1. Don’t Make It Worse
    • If you’re in a cluttered space, even if you don’t have time to retrofit the entire space to be cleaner, you can at least make sure that what you’re changing/adding isn’t continuing the trend of badness.
    • If you see a pull request that continues the trend of badness, politely remind the author that we have agreed to not make our space worse.
  2. Improvement Over Consistency
    • 5 books in a pile and one on the shelf is better than 6 books in the pile.
      • Maybe the next time the code is touched, someone can move one more book over to the shelf.
      • If you wait until you have time to move them all at once, it won’t happen.
    • This is difficult, because we are taught to value consistency.

We need to be able to tolerate some mess, because that little bit of mess is what makes it livable.

  1. Inline Everything
  • Stop creating stories for refactoring. This is still a big bang.
  • We need to incorporate the cleaning into everything we do.
    • Boy/girl scout rule: leave things cleaner than how you found it.
  • Treat refactoring and cleaning up as part of what we do, be open about it. Don’t try to hide it.
  1. Liase
  • Communicate with everyone about what you’re doing all the time.

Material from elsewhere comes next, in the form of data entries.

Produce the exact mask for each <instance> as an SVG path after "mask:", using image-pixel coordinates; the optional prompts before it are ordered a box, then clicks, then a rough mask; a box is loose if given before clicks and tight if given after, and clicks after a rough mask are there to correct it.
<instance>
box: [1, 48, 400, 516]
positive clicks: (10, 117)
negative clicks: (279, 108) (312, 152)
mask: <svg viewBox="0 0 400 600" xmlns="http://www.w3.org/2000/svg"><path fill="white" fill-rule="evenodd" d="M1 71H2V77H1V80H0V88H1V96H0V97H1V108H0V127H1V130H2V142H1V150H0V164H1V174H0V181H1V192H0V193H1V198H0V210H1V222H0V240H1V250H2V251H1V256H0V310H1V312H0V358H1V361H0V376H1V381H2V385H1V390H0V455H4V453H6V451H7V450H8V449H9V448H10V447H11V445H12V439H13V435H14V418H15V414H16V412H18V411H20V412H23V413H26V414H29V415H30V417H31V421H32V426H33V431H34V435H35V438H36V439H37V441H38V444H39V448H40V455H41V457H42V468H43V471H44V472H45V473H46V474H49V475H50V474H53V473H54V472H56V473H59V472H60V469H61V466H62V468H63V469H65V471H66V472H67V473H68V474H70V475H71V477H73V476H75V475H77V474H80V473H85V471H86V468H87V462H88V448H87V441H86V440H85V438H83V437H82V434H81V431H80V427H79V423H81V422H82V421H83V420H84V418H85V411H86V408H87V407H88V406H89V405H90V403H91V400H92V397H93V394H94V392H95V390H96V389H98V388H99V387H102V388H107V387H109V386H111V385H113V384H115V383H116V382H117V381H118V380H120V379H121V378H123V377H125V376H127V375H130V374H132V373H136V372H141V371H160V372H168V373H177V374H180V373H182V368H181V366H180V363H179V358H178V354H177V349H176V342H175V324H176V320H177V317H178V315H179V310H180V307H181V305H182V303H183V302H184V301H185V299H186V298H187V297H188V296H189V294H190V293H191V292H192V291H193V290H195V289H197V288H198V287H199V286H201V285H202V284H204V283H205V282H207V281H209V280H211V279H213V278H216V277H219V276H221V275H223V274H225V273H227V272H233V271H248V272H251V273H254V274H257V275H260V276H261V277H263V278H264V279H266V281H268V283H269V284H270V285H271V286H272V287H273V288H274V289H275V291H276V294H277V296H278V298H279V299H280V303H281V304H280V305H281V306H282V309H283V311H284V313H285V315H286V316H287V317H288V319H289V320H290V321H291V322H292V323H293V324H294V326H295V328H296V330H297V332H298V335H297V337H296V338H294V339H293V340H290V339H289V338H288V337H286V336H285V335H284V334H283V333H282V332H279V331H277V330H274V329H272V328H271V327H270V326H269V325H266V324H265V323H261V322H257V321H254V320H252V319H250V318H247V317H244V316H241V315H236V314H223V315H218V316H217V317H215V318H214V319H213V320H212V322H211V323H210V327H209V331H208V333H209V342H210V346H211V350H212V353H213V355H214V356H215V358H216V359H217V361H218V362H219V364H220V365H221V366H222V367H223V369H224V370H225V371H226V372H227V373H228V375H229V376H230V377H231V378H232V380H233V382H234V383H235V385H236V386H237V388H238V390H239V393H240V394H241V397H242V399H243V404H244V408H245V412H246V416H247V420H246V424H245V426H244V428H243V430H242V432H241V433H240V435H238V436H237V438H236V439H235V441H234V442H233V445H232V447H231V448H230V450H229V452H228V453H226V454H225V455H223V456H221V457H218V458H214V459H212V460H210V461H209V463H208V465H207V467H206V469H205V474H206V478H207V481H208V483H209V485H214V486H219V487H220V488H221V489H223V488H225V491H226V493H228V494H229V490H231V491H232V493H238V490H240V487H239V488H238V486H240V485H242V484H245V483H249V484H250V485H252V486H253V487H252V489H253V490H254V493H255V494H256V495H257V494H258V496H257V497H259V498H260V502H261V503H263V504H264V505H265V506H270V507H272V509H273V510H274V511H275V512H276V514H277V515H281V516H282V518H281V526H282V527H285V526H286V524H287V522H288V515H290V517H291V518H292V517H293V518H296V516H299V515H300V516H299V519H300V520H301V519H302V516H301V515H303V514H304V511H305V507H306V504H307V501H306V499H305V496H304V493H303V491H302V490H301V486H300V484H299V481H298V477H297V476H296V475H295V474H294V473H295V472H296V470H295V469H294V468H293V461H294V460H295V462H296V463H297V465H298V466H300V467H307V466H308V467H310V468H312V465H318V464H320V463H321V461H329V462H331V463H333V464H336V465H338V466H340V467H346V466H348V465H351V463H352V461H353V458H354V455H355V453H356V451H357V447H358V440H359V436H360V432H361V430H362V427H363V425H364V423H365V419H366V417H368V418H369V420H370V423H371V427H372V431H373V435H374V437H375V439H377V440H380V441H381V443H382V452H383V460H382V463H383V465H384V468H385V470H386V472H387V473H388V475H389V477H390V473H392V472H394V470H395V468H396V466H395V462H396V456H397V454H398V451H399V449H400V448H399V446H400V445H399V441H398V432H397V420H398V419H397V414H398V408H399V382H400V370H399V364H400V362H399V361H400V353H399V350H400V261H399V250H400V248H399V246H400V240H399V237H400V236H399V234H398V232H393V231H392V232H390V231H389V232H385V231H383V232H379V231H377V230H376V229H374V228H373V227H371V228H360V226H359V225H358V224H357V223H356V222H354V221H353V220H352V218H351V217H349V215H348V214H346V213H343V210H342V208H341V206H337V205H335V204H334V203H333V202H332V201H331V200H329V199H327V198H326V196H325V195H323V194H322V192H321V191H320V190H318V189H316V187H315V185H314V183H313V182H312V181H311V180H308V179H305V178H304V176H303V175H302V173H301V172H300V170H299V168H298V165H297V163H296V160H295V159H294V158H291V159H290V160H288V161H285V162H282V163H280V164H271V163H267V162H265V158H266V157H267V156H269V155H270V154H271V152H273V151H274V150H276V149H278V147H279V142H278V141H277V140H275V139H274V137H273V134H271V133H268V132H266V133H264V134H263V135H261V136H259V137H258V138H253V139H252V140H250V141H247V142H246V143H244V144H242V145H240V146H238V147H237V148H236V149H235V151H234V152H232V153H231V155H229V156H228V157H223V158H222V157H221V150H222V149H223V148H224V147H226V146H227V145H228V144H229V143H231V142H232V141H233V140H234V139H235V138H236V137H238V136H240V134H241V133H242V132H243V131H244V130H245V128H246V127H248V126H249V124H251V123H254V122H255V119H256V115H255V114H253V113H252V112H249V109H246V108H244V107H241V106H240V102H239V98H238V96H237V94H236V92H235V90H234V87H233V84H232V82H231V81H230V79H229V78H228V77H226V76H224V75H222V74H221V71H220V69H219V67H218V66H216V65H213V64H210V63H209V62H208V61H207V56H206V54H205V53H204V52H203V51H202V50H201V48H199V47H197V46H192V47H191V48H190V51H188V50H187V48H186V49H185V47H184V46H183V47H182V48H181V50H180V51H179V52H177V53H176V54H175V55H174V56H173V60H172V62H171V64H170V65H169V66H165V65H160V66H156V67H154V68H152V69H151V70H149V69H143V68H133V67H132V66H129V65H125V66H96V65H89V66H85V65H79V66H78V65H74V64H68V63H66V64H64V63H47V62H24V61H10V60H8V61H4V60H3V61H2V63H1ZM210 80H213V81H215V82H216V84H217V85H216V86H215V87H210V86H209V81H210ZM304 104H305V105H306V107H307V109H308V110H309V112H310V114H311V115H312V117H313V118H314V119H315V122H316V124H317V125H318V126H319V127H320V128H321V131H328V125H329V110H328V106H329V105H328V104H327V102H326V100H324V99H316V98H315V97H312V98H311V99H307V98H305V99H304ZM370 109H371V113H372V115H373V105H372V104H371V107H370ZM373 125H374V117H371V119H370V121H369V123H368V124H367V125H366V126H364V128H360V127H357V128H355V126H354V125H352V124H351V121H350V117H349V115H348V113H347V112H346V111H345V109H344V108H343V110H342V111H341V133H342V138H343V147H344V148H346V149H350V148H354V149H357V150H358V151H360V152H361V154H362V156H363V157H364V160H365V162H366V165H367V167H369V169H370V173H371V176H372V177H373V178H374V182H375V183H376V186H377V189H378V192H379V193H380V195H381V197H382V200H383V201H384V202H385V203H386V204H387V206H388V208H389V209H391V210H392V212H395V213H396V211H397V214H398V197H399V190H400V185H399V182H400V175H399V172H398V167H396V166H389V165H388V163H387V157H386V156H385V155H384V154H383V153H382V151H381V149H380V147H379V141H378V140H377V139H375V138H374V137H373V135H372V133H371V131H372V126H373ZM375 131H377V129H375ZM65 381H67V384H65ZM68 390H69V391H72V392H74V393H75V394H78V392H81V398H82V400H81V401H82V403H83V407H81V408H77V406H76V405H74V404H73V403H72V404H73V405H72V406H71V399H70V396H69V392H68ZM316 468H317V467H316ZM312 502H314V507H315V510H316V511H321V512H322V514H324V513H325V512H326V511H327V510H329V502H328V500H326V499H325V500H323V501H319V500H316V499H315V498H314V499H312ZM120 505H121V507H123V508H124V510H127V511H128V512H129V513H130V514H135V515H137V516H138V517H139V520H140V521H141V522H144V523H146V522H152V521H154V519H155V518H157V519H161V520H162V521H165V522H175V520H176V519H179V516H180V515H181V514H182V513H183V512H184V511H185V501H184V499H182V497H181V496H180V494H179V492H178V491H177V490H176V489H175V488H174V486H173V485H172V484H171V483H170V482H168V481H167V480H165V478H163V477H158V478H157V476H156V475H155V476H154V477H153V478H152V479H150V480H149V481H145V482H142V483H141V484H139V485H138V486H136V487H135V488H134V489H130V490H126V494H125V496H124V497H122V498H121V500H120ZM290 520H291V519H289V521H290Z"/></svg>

    • Don’t ask for permission. Clean code is literally part of our job. It is expected.
      • Be upfront about what you are doing.
    • Don’t ask for forgiveness.
      • But learn from your mistakes.
    • Do ask for advice.
      • “Do you think we should refactor this right now?”
      • But don’t always take the advice.
        • It is your job to decide whether or not something needs to be refactored.
        • You need to have the freedom to make those decisions and to make those mistakes.
    • Do work together.
      • You have to live here.
      • We want to change the codebase from you have to live here to, you get to live here.